The spirit of Halloween is among us. What’s one of the top fears my generation has, you ask? Ghosts. And I’m not talking about the spirits, but the people who magically vanish after leading someone on. On that same note of Halloween, where’s the place some people do not wish to be? Not the Twilight Zone, but the friend-zone *dun dun dun!* Yes, the overly dramatic friend-zone, where people think their hopes and dreams of being with someone are killed because the other person wants the relationship to be platonic. But actually, the scariest part of all may be telling someone that you just want to be friends.
The “let’s just be friends” conversation is one that no one wants to have, but it’s actually one of the most important. Don’t be that asshole who invests a lot of their own time, and allows the other person to do the same, only to fail to communicate when you feel the dynamic needs to change. It’s 2018, we’re expressing our feelings now.
If a relationship no longer serves its purpose, it may be time to let go. Of course, this isn’t going to be easy for you—it will be painful. But with time you’ll be glad you didn’t drag it on any longer.
There are many relationship situations in which this sometimes uncomfortable conversation may occur, but due to the fact that I am not a relationship expert, I want to focus on a situation with which I am most familiar. This is all assuming that the friendship or relationship is with someone who is not manipulative, abusive, or in any way a harm to you. If any of those circumstances are true for you, please reach out to your family and friends for support and guidance.
Much to my dismay, I had to confront someone whom I had feelings for on and off for some time. Every time we spoke, my mind told me that I should be having “the conversation,” but for some reason, I held on. Let’s call this boy Sebastian. (I’m only choosing that name because this is one of the days where I have “Bye, Bye Li'l Sebastian” from Parks and Rec stuck in my head.) The manner of my relationship with Sebastian, according to every single person in my life who knew about it, was quite odd. We liked each other but just never acted on these feelings. There were repetitive conversations, but neither of us made any effort to see each other or invite one another out with our friends. So finally I made a move, and it definitely wasn’t the move he was hoping for. It was the move that both of us needed but neither of us would act on. Throughout the duration of the conversation, I felt like I would puke, but I survived! Creating movement in a very stagnant relationship seemed to immediately relieve a lot of the heaviness I had felt in my body.

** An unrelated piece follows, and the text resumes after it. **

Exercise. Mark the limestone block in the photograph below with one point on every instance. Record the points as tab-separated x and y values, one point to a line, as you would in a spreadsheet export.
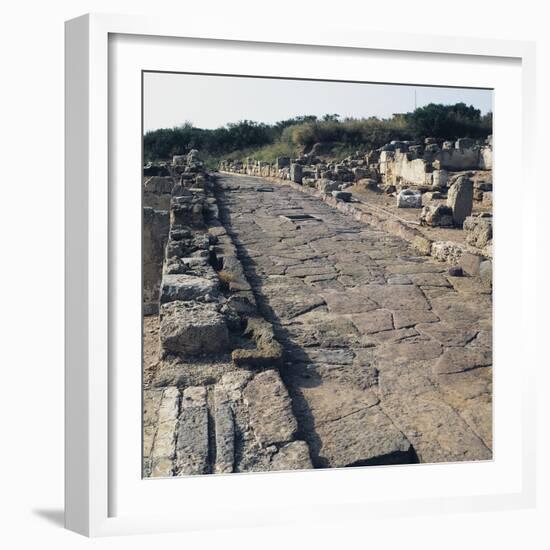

I valued all of the conversations and the time I did share with Sebastian, but I just knew that deep down both of us had outgrown whatever this was and neither of us would own up to it. When I expressed my emotions to him, he understood where I was coming from and was in agreement. This conclusion did not mean that we weren’t a little upset about it being over, but rather that we both cared enough about each other to let the idea of us go.
Taking control of a situation that I kept hidden within me for awhile felt so liberating. Guess what? You can have that feeling too! You can tell your own Sebastian that you think the relationship would be healthier in a platonic way, and if they react negatively, then that’s only another sign that they should not be in your life.

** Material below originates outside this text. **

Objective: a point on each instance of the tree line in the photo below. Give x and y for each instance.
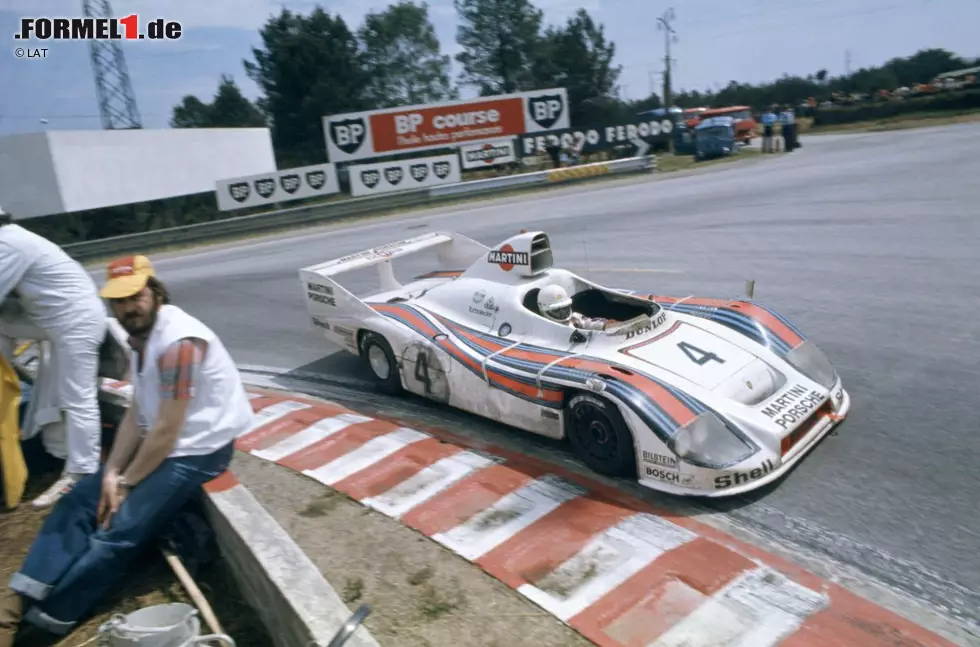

Holding that space in my life for someone who I was not entirely sure about kept me too comfortable. Freeing up the area that Sebastian held has given me the push to explore my feelings in new and old relationships. One thing that does help me is that I continuously work on not getting stuck on expectations. The beauty (and kind of the fear) of it all is that we can never know how long someone is meant to be in our lives. It’s tough but worth it for me to remain present and appreciate every person for what they teach me.
If you’re postponing this conversation, stop torturing yourself. There is never the perfect time to say it, but unlike that presentation that’s due tomorrow, this is something you can’t procrastinate. Your time, as well as that of the other person, is valuable. I beg of you to not be comfortable wasting your (or the other person’s) time, because it can only lead to more hurt emotions and a strain on the friendship.
Some of you may still like the other person, but you know that you’re not at a place in your life where you think a relationship may be healthy. That’s totally okay. There’s something strong in acknowledging that you can’t be the best version of yourself in a relationship at this time. While we can’t control the future, we can control how we communicate in all of our relationships.
Lastly, keep in mind that your feelings are valid and you don’t need to stay in this relationship out of fear of upsetting the other person. It’s okay to know that something or someone isn’t right for you. The right people will understand, even if it takes a little time.
When both parties want the best for each other, everyone should feel safe expressing their emotions. Some people just aren’t meant to be in a relationship together, and that’s okay. Someone who is worth being in your life isn’t going to be upset or even think about the notion of the “friend-zone,” as they’re happy to just remain in your life.
It can be scary AF to confront someone, but the adrenaline rush you get after vocalizing what you desire is so, so powerful. Own your feelings, and congratulate yourself on taking a step towards what you want in your life.